For some plants, although knowing only the botanical or traditional names, and in different cases not even knowing which part of the plant is added to the ayahuasca/yagé brews, we can receive indirect indications about their psychoactive potential by observing the knowledge we have about species of the same genera.

The hiporuru (Alchornea castaneifolia), a Euphorbiaceous plant which in the Iquito area is added to ayahuasca, is considered one of the “master plants.” We know other Alchornea species used as intoxicant, and the strongest analogy is with the African species A. floribunda and A. hirtella, whose roots are used as entheogenic visionary sources in an ancestor cult, the Byeri, among the Fang and other Bantu populations of Western Equatorial Africa (Gabon and neighboring regions). In the initiatory rite byeri the strong dose of ingested alan (A. floribunda) induces in the adept a profound vision, through which and through the skulls of the deceased relatives who are shown to him, comes into contact with the ancestral spirits to directly receive the ultimate knowledge of the belonging clan. It is possible that hiporuru produces the same alkaloids as these African congeners, the alchorneines, and that the most active part of the plant concerns the root.
Regarding the addition of armaciza (Erythrina poeppigiana), it is appropriate to consider the numerous cases in which the seeds of species of the genus Erythrina, albeit with their intrinsic toxicity, are involved as intoxicant sources. For example, in Guatemala the seeds of E. flabelliformis are ingested by shamans to allow communication with spirits.
The addition, in the Peruvian area of Iquito of uchu-sanango, a species of Tabernaemontana, is interesting, since we know that this genus produces alkaloids from the ibogaine group, and it would therefore be an ethno-psychopharmacological “first encounter,” albeit indirect, among the active principles of the Amazonian ayahuasca with those of the African iboga, the famous visionary plant of the Bwiti religious cult.
A small group of plants is added to ayahuasca to change its flavor, and we could consider them as organoleptic additives. This is the case of kana (Sabicea amazonensis), which in Vaupés is added to the yagé to make it sweet rather than bitter.
But the number of plants added to ayahuasca is much more extensive, as is our ignorance in this regard.
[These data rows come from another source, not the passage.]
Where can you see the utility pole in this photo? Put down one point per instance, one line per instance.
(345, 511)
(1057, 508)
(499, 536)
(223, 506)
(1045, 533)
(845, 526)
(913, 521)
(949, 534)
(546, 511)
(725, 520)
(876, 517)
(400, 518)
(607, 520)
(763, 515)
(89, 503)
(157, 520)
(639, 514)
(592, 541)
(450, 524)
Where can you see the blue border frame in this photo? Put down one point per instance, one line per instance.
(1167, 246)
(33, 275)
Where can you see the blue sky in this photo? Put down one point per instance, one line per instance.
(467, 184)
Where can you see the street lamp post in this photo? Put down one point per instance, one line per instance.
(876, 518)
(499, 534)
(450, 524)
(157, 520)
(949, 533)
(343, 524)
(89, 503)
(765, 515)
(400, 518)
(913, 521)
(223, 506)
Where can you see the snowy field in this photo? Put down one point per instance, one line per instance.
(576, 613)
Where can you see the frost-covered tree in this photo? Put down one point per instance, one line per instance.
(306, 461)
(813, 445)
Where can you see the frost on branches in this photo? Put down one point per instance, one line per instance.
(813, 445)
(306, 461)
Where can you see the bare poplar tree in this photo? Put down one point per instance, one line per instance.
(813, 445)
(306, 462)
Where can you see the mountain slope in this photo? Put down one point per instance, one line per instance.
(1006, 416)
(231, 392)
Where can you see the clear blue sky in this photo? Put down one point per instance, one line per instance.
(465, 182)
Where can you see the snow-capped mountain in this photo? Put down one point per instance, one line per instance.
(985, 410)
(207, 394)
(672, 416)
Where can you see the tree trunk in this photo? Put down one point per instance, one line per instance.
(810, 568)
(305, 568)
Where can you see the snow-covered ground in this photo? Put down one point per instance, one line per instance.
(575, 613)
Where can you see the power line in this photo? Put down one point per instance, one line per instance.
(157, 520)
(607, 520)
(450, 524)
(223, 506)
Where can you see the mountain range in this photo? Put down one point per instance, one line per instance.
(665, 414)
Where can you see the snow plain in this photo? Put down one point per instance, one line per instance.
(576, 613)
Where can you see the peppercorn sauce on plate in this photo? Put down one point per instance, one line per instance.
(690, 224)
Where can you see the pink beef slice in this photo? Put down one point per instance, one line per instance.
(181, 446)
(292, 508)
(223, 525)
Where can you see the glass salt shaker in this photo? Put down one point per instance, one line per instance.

What about the toé nero, botanically identified as Teliostachia lanceolata var. crispa, whose leaves are also used alone as an intoxicant; or of bobinsana (Calliandra angustifolia), whose roots are used as a stimulant in the Rio Pastaza (one drinks the decoction before facing a physical effort such as swimming); or of remo caspi (Pithecellobium laetum), which some vegetalistas claim strengthens ayahuasca to the point that it can leave the experimenter unconscious for 12 hours? A treasure of shamanic knowledge accumulated in the centuries-old activity of “research around a pot and its contents,” which, as yet another gift of shamanism, could become a psychopharmacological treasure for Western culture, with good prospects of knowledge acquisition in terms of new molecules of future medicinal, spiritual, and social importance.